President Barack Obama would love to leave a lasting legacy of big accomplishments on his watch. Going into the Oval Office, his top priorities were a national health care scheme and a serious climate change plan. But his dreams got sideswiped by the financial crisis, a sinking economy and a much nastier political environment in Washington than he ever expected to encounter.

It's obvious that his ambitious tax reform plan is all about electioneering, on both sides. The Obama re-election machine will be targeting the rich and the elusive among taxpayers – both individuals and corporations – particularly those that shelter income offshore, through a minimum tax on foreign profits. The idea is to lower the maximum corporate tax to 28 per cent from 35 per cent and significantly boost revenue by whacking a lot of loopholes.

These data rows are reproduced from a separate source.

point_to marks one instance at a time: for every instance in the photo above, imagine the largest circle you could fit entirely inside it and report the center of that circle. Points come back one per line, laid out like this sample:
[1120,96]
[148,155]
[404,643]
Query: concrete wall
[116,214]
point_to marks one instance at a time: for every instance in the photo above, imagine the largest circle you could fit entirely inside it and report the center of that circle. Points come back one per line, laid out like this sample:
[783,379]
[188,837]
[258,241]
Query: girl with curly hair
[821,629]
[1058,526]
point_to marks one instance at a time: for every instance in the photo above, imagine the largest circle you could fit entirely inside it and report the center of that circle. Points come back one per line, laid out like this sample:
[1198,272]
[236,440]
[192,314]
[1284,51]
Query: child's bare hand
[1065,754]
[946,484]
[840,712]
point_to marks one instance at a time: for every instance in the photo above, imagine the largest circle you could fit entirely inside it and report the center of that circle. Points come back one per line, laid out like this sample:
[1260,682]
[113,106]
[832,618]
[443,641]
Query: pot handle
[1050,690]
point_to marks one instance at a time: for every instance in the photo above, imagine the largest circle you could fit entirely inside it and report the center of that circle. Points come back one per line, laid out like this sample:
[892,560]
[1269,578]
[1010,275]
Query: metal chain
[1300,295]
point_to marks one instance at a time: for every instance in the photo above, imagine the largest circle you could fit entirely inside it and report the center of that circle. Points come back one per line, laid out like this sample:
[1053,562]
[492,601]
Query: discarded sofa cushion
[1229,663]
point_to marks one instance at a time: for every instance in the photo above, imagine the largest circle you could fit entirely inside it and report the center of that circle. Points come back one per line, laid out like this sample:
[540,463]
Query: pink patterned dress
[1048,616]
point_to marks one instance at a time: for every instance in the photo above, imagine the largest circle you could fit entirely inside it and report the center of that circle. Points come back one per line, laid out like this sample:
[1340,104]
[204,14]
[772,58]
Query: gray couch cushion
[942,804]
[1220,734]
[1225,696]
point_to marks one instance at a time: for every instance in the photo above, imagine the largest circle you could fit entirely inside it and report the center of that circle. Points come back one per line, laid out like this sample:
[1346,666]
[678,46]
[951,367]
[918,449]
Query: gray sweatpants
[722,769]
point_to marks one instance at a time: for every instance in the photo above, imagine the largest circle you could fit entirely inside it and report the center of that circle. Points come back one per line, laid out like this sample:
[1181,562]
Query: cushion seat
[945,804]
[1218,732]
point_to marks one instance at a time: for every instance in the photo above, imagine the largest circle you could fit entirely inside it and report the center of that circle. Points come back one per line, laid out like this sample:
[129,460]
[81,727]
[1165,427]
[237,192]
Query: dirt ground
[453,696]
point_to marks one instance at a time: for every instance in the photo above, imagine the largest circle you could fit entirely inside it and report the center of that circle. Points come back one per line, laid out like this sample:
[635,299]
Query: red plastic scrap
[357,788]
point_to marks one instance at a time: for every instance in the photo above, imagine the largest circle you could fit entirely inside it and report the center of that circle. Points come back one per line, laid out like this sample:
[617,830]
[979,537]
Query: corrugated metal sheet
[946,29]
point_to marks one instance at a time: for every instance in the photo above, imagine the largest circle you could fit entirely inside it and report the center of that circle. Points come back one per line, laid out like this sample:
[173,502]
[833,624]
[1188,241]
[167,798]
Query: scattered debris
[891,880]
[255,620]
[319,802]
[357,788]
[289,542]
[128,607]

The current top U.S. federal corporate tax rate of 35 per cent compares unfavourably with most other jurisdictions. But the actual take was only 12.1 per cent last year.

So it's a pitch for a simpler and fairer tax system that will put more of the burden on certain cash-rich sectors like oil and gas, by ending their special subsidies. Meanwhile, manufacturers who keep jobs at home will face lower tax bills. Yet another reason for the rejuvenated auto industry to rejoice. They might as well hand over Michigan and a handful of other industrial states to the Obama side right now.

The Republicans will counter that any sector hit with higher tax bills, such as petroleum (effective tax rate of 11.3 per cent, based on a New York University study in 2009), pharmaceuticals (5.6 per cent) or Internet services (5.9 per cent), will simply pass on the costs to consumers. And both parties will be welcoming fresh campaign contributions from all those worried about losing their cherished tax breaks.

When the dust finally settles, corporate taxes at the highest level may well be reduced. But too many of the special-interest breaks will remain to produce a significantly better revenue stream for a deficit-challenged government.